Question

From the top of a hill, the angles of depression of two consecutive kilometer stones due east are found to be ${30}^o$ and ${45}^o$. Find the height of the hill

• A. $1.365$km
• B. $1.5$km
• C. $1.7$km
• D. $1.1$km

Answer 1

The correct option is A $1.365$km

Let the distance between the nearer kilometre stone and the hill be '$x$' km.

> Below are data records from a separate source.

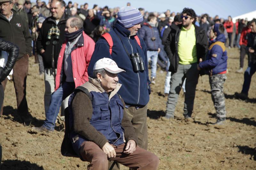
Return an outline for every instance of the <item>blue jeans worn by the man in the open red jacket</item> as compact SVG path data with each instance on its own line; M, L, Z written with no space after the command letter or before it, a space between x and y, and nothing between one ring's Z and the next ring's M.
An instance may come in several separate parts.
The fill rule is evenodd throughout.
M52 93L51 103L45 114L46 119L43 124L46 129L54 130L55 121L60 111L61 102L68 97L74 91L74 89L74 82L64 82L55 92Z

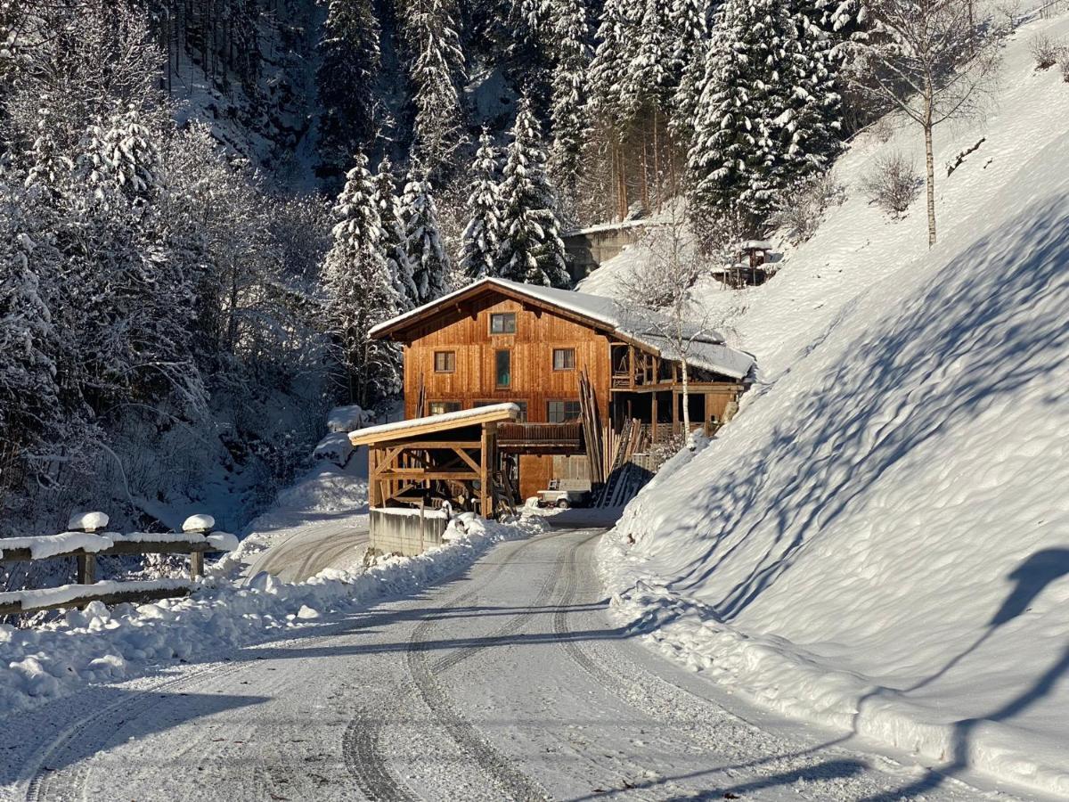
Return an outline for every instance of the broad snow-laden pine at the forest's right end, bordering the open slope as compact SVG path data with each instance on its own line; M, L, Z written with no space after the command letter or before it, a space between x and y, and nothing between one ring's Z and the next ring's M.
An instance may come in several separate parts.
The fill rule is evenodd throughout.
M715 29L688 153L692 210L753 231L826 163L839 98L826 42L786 0L726 0Z

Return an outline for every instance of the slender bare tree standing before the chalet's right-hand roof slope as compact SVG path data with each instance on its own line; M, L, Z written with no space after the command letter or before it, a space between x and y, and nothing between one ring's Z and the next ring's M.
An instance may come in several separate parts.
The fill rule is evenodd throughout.
M697 237L682 204L673 201L663 226L641 244L645 259L632 262L616 280L616 295L632 309L631 325L664 341L662 353L678 359L683 382L683 432L691 433L690 361L695 345L715 337L711 315L695 302L694 286L702 273Z

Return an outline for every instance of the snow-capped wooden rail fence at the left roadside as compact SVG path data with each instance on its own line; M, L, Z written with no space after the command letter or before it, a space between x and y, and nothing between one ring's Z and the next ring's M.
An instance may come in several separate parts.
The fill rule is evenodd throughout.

So, the distance between the farther kilometre stone and the hill is '$1+x$' km since both are on the same side of the hill.

In triangle APB,

$\tan {45}^0=\frac{h}{x}$

$\Rightarrow$$1=\frac{h}{x}$

$\Rightarrow$$h=x$

In triangle AQB,

$\tan {30}^0=\frac{h}{1+x}$

$\Rightarrow$$\frac{1}{\sqrt{3}}=\frac{h}{1+x}$

$\Rightarrow$$1+x=\sqrt{3}h$

From equation 1,

$1+h=\sqrt{3}h\Rightarrow$$1=\sqrt{3}h-h$

$\Rightarrow$$h=\frac{1}{\sqrt{3}-1}$

$\Rightarrow$$h=1.365km$

Hence option A is correct.